Jolie plays a super-serious American FBI profiler, who wears expensive, flattering shirts and has been lured up to Montreal to help catch a serial killer. Her services come over the objection of Paquette, a pouty, insensitive rogue played by Olivier Martinez. (The good cop in the relationship is Jean-Hugues Anglade's Duval.) Yet, if only Paquette could see how Scott lives for her work, taking her meals seated across the table from grisly crime scene photos and taping yet more pictures to the ceiling above her bed.
Her devotion to her job is ridiculous, but it gets her and her Canadian crew ever closer to the bottom of the case, which is kicked into high gear when the investigation turns up Jimmy Costa (Ethan Hawke), an art dealer and Nova Scotian who says he witnessed the latest murder. Costa is drawn inevitably to Scott. Eventually, she discloses to him that the gold band on her ring finger is a decoy and almost quits the case because she, too, is drawn to him. And as the presumable killer nears, the two grow closer. And closer. Until Hawke and Jolie embark on some of the sloppiest kissing and wholehearted trysting this side of Adult Cinemax.
It should go without saying that sex is what Agent Scott needed to induce her giggling and spontaneity. Imagine what a different movie "The Silence of the Lambs" would have been if Agent Starling was seeing someone other than Dr. Lechter. (Imagine Dr. Lechter's response.)
"Taking Lives" would not be possible without that movie or without David Fincher's "Se7en." As the imitations still proliferate, one develops an appreciation of the way Fincher's movie, in particular, squeezed a fashionably apocalyptic mood into a clever structure.
"Taking Lives" wants to make you jump, which on two or three occasions it does, but those moments aren't fastened to anything more than the wish to jolt you.

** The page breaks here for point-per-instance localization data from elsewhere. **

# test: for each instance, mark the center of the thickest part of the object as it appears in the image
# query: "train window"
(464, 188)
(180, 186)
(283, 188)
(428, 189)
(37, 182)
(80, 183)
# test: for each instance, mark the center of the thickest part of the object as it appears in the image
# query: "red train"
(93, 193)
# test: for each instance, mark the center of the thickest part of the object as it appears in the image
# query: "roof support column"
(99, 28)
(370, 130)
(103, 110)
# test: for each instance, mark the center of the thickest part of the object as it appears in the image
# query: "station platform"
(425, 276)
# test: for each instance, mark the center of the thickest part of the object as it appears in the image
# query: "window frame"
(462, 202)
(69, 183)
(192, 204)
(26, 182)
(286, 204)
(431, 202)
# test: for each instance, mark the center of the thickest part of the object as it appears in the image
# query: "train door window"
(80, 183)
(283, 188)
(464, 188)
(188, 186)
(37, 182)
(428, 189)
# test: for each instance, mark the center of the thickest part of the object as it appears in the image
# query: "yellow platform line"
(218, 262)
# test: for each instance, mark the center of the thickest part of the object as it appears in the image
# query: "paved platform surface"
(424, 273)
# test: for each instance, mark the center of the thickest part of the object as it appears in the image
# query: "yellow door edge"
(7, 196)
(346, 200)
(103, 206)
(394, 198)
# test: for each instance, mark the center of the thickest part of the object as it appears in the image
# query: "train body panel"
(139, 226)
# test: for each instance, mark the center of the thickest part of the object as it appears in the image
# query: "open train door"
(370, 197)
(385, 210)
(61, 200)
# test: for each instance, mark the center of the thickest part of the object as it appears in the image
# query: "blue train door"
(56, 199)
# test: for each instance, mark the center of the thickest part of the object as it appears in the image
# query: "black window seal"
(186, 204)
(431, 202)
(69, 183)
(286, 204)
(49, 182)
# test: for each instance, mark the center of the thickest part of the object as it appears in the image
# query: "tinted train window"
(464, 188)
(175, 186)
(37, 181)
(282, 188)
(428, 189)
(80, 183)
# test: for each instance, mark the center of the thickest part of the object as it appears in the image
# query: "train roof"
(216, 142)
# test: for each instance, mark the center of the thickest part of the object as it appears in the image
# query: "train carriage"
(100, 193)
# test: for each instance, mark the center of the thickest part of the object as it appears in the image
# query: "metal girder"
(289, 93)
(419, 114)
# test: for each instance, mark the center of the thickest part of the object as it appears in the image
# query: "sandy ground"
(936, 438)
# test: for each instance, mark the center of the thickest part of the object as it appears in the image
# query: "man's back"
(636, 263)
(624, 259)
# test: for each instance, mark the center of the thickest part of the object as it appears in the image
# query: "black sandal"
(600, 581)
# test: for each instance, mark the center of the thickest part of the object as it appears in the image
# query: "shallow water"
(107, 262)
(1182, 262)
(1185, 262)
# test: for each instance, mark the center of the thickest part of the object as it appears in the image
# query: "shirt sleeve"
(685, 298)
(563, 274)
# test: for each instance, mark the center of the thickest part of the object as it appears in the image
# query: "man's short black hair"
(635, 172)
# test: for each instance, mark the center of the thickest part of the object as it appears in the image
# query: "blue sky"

We never learn why our killer kills. We never learn what makes our federal huntress tick. The answers to these questions are probably in Michael Pye's 1999 novel, which seemed a brisk riff on Truman Capote's "In Cold Blood" and the works of Patricia Highsmith. However, the adaptation is such a radical departure from Pye's book that it's as though screenwriter Jon Bokenkamp used a recipe for apple pie to make meatloaf.
Because the characters in the movie have only stock obsessions and vague personal histories, there's no reason to be interested in them. And the movie, which D.J. Caruso has directed as a collection of sequences that grow in nonsense and luridness, doesn't bring out the psycho-schlock needed to work as a transcendently bad thriller. The gruesome last sequence, set in an idyllic Pennsylvania farmhouse, is the sort of tasteless moviemaking that debases far more than it transcends.
The serial-killer thriller is a genre that officially has nowhere else to go and nothing else to say. And "Taking Lives" is so lifeless and beside the point that its DVD version should skip letterboxing and just be shown in a heavy chalk outline.